Remember, few of these datasets will be less than 5 years old if we try
to allow enough time for the original data collector to either solve it
or graduate (and then cease to care). Even for the "final" dataset,
there will be a delay, since the half-life between data collection and
coordinate deposition in the PDB is still ~20 months. Plenty of time to
forget. So, although the images were archived (probably named "test"
and in a directory called "john") it may be that the only way to figure
out which PDB ID is the "right answer" is by processing them and
comparing to all deposited Fs. Assume this was done. But there will
always be some datasets that don't match any PDB. Are those
interesting? What about ones that can't be processed? What about ones
that can't even be indexed? There may be a lot of those!
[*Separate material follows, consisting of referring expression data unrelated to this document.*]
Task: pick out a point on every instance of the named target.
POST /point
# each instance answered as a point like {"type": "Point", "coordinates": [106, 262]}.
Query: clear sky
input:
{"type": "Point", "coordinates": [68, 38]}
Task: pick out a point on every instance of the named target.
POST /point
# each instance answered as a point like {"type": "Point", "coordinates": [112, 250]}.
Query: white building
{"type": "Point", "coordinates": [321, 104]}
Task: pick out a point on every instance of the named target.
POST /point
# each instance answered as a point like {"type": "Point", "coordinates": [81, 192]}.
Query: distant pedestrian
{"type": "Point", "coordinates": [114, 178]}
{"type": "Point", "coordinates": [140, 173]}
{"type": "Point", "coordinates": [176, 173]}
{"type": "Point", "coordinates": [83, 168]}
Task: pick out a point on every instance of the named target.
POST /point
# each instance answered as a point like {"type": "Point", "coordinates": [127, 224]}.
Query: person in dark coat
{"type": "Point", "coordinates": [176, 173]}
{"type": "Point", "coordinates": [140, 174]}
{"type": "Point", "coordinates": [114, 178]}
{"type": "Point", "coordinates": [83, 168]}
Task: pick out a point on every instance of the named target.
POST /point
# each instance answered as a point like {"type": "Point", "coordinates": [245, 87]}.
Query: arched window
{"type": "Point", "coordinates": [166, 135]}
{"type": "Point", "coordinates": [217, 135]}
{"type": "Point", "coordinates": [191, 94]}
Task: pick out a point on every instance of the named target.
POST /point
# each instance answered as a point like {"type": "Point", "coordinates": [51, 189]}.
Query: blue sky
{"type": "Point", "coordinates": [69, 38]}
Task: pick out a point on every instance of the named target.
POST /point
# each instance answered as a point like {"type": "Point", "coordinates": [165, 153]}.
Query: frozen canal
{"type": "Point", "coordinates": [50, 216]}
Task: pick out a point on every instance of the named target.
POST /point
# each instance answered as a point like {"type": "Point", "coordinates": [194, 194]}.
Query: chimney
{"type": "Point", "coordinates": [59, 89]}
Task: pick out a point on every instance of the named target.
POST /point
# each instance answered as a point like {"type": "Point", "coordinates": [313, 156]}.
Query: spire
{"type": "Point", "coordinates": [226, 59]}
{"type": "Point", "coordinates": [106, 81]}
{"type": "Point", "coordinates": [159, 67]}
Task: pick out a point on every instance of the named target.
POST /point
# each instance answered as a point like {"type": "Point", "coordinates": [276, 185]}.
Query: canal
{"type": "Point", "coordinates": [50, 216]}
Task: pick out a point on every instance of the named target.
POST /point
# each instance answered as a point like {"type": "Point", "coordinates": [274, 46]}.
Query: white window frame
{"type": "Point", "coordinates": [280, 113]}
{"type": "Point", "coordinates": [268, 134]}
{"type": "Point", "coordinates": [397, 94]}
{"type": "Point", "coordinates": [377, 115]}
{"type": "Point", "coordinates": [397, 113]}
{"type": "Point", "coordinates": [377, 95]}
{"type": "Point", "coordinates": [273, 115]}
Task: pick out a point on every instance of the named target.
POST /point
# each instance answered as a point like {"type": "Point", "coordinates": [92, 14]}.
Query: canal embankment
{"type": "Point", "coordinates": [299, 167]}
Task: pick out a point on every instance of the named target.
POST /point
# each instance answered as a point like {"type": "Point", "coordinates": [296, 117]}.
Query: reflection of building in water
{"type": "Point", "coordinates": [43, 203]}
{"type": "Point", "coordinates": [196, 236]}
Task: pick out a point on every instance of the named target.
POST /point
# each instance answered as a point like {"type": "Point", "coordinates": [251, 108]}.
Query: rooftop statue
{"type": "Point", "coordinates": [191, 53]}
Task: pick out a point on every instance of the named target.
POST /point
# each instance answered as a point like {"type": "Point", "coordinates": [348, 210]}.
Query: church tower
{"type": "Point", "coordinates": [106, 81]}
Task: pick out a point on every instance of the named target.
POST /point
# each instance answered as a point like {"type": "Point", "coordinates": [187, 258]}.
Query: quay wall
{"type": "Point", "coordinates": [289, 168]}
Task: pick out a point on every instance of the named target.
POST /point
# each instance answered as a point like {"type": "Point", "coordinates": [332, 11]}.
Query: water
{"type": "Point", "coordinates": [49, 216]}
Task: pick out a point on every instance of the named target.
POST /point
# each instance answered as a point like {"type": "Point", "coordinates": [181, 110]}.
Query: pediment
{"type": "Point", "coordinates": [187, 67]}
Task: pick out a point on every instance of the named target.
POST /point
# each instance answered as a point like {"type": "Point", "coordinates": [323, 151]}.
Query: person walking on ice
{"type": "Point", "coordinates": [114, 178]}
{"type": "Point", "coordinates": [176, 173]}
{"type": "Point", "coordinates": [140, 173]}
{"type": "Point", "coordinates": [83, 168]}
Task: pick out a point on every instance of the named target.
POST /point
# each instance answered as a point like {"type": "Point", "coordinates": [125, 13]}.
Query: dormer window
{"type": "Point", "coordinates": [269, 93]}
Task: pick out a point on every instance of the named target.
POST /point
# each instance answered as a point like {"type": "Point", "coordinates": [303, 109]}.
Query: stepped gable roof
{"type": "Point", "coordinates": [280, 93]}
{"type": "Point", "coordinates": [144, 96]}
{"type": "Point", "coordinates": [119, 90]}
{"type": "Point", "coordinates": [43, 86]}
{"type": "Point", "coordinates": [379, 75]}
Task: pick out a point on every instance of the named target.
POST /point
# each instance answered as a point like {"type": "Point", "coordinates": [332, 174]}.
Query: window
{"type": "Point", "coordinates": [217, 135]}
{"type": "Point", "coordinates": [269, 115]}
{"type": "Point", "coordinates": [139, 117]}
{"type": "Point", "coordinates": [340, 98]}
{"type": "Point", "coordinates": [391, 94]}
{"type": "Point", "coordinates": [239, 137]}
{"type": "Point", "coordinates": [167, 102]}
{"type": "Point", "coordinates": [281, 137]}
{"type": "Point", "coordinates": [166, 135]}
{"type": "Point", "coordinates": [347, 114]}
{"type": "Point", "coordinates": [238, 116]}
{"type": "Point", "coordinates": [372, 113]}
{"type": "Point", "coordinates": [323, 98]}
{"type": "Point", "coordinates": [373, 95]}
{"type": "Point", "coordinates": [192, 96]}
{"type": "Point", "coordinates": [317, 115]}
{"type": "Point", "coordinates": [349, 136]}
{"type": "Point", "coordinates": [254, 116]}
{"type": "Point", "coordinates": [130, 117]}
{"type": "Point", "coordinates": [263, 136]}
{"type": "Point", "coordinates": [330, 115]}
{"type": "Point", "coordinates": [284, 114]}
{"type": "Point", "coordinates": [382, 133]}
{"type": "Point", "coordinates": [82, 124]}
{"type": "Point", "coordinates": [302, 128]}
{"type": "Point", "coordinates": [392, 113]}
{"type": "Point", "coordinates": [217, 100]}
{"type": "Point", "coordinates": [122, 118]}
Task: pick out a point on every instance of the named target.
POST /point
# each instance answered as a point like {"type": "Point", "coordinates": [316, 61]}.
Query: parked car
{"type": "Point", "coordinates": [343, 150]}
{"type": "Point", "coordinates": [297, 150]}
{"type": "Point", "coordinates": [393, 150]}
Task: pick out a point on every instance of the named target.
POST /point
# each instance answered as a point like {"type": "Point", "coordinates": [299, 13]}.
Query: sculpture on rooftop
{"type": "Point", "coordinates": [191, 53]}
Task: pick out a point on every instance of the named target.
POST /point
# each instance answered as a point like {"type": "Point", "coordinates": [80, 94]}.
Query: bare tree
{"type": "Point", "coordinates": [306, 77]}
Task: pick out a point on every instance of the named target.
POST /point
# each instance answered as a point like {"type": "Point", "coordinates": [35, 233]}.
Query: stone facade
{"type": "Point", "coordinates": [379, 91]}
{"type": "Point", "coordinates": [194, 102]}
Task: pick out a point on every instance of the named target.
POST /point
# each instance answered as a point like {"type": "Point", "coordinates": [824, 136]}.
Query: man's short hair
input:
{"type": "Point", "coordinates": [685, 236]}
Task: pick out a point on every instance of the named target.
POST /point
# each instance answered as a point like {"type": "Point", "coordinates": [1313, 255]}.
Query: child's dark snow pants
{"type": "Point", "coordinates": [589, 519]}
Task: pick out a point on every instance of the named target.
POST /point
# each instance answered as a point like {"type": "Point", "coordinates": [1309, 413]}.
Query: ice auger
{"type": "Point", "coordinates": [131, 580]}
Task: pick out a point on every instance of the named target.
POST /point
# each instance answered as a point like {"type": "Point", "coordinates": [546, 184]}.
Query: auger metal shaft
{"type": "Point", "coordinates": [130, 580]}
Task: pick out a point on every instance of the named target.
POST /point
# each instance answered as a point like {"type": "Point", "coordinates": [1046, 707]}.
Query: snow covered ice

(hypothetically, of course).
Anyway, assume that someone did go through all the trouble to make these
datasets "available" for download, just in case they are interesting,
and annotated them as much as possible. There will be about 20 datasets
for any given PDB ID.
Now assume that for each of these datasets this hypothetical website has
two links, one for the "raw data", which will average ~2 GB per wedge
(after gzip compression, taking at least ~45 min to download), and a
second link for a "lossy compressed" version, which is only ~100
MB/wedge (2 min download). When decompressed, the images will visually
look pretty much like the originals, and generally give you very similar
Rmerge, Rcryst, Rfree, I/sigma, anomalous differences, and all other
statistics when processed with contemporary software. Perhaps a bit
worse. Essentially, lossy compression is equivalent to adding noise to
the images.
Which one would you try first? Does lossy compression make it easier to
hunt for "interesting" datasets? Or is it just too repugnant to have
"modified" the data in any way shape or form ... after the detector
manufacturer's software has "corrected" it? Would it suffice to simply
supply a couple of "example" images for download instead?
-James Holton
MAD Scientist
|